Concentrate or diversify?

I think the answer to this one is that it depends on you and what you are buying. If you are sure that you know what you are doing, then you might wish to buy only a few well researched investments. However, even if you know what you are doing and you understand the investment, you should spread your risks if the investment is inherently high risk, e.g. venture capital type investments.

Some investors use "forced displacement". This involves limiting the number of shares owned to a small number. If a new share is to be added, they do so by selling a share presently held. Laura Sloate, Scott Johnston and Foster Friess all limited the number of their holdings through forced displacement.


I give below some quotes regarding this topic from very successful investors:

John Maynard Keynes
1 As time goes on, I get more and more convinced that the right method in investment is to put fairly large sums into enterprises which one thinks one knows something about and in the management of which one thoroughly believes. It is a mistake to think that one limits one's risk by spreading too much between enterprises about which one knows little and has no reason for special confidence. . . . One's knowledge and experience are definitely limited and there are seldom more than two or three enterprises at any given time in which I personally feel myself entitled to put full confidence.
2 I believe now that successful investments depends on three principles:
(i) A careful selection of a few investments (or a few types of investment) having regard to their cheapness in relation to their probable actual and potential intrinsic value over a period of years ahead and in relation to alternative investments at the time
(ii) A steadfast holding of these in fairly large units through thick and thin, perhaps for several years, until they have fulfilled their promise or it is evident that they were purchased by mistake
(iii) A balanced investment position, i.e. a variety of risks in spite of individual holdings being large, and if possible opposed risks (e.g. a holding of gold shares among other equities, since they are likely to move in opposite directions when these are general fluctuations.

Laura Sloate
1 Focus is the key to success. Why do Warren Buffet and Peter Lynch do well? Because they have their niches and they stick to them. They may evolve them over time.

Gerald Loeb
1 Diversification is a necessity for the beginner. On the other hand, the really great fortunes were made by concentration.
2 Confining yourself to situations convincing enough to be entered on a relatively large scale is a great help for safety and profit. Concentration of investments in a minimum of stocks insures that enough time will be given to the choice of each so that every important detail about them will be known.
3 Confining oneself to situations convincing enough to be entered on a relatively large scale is a great help to safety and profit.
4 Once you attain competency, diversification is undesirable.
5 Only the best is bought at the best possible time.
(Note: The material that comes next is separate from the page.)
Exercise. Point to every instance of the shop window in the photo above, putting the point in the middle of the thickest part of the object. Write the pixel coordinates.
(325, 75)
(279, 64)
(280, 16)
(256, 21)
Risks are reduced in two ways – first by the care used in selection, and second, by the maintenance of a large cash reserve.

Peter Lynch
1 There don’t have to be more than 5 companies in the portfolio at any one time.
2 Follow five or six companies and know these companies very well. But if none of them is attractive, don’t own any of them.
3 The best stock to buy may be the one you already own.
4 Lynch: “It only takes a couple of big winners in a decade to make the effort worthwhile. The smallest investor can follow the Rule of Five and limit the portfolio to five issues. If just one of those is a 10-bagger and the other four go nowhere, you’ve still tripled your money.” (Lynch held many stocks in Magellan because of Magellan’s size.)

Charlie Munger
1 Winners bet big when they have the odds – otherwise they stay out.

John Neff
1 I want to create impact by taking outsized positions where I saw promising returns.

James O’Shaughnessy
1 Researchers J L Evans and S H Archer found most of the benefits of diversification come from as few as 16 stocks. Subsequent research confirms their findings. You also want to avoid holding too many stocks. This can lead to diworsification.

Richard Driehaus
1 We concentrate our portfolios.

Roger Murray
1 Do intensive analytical work on a limited number of companies. I would rather have, and I will get better results, from a dozen companies that I really understand.

Scott Johnston
1 I think you own it and you love it, or you don't buy it. In order to buy a new name, you've got to kick out an old name. That imposes a discipline to always focus on the strongest names in your portfolio. What you're doing all the time is focusing on the very best companies, the very best names.

Jim Slater
1 Private investors know that, even with a portfolio of ten shares, their first choice is better than their tenth. This is an edge over the institutions that have to invest in several shares simply because of the size of the funds managed by them. Also, limiting the number of shares gives adequate time to monitor the investments in depth.

Warren Buffet
1 Some investment strategies ... require wide diversification. Most venture capitalists employ this strategy. Should you choose to pursue this course, you should adopt the outlook of the casino that owns a roulette wheel, which will want to see lots of action because it is favored by probabilities, but will refuse to accept a single huge bet.
2 Another situation requiring wide diversification occurs when an investor who does not understand the economics of specific business nevertheless believes it is in his interest to be a long-term owner of American industry. That investor should both own a large number of equities and space out his purchases. By periodically investing in an index fund, the know-nothing investor can actually out-perform most investment professionals. Paradoxically, when "dumb" money acknowledges its limitations, it ceases to be dumb.
3 On the other hand, if you are a know something investor, able to understand business economics and to find five to ten sensibly-priced companies that possess important long-term advantages, conventional diversification makes no sense for you. It is apt simply to hurt your results and increase your risk. I cannot understand why an investor of that sort elects to put money into a business that is his 20th favourite rather than simply adding that money to his top choice – the business he understands best and that presents the least risk, along with the greatest profit potential.
4 We believe that a policy of portfolio concentration may well decrease risk if it raises, as it should, both the intensity with which an investor thinks about a business and the comfort-level he must feel with its economic characterestics before buying into it.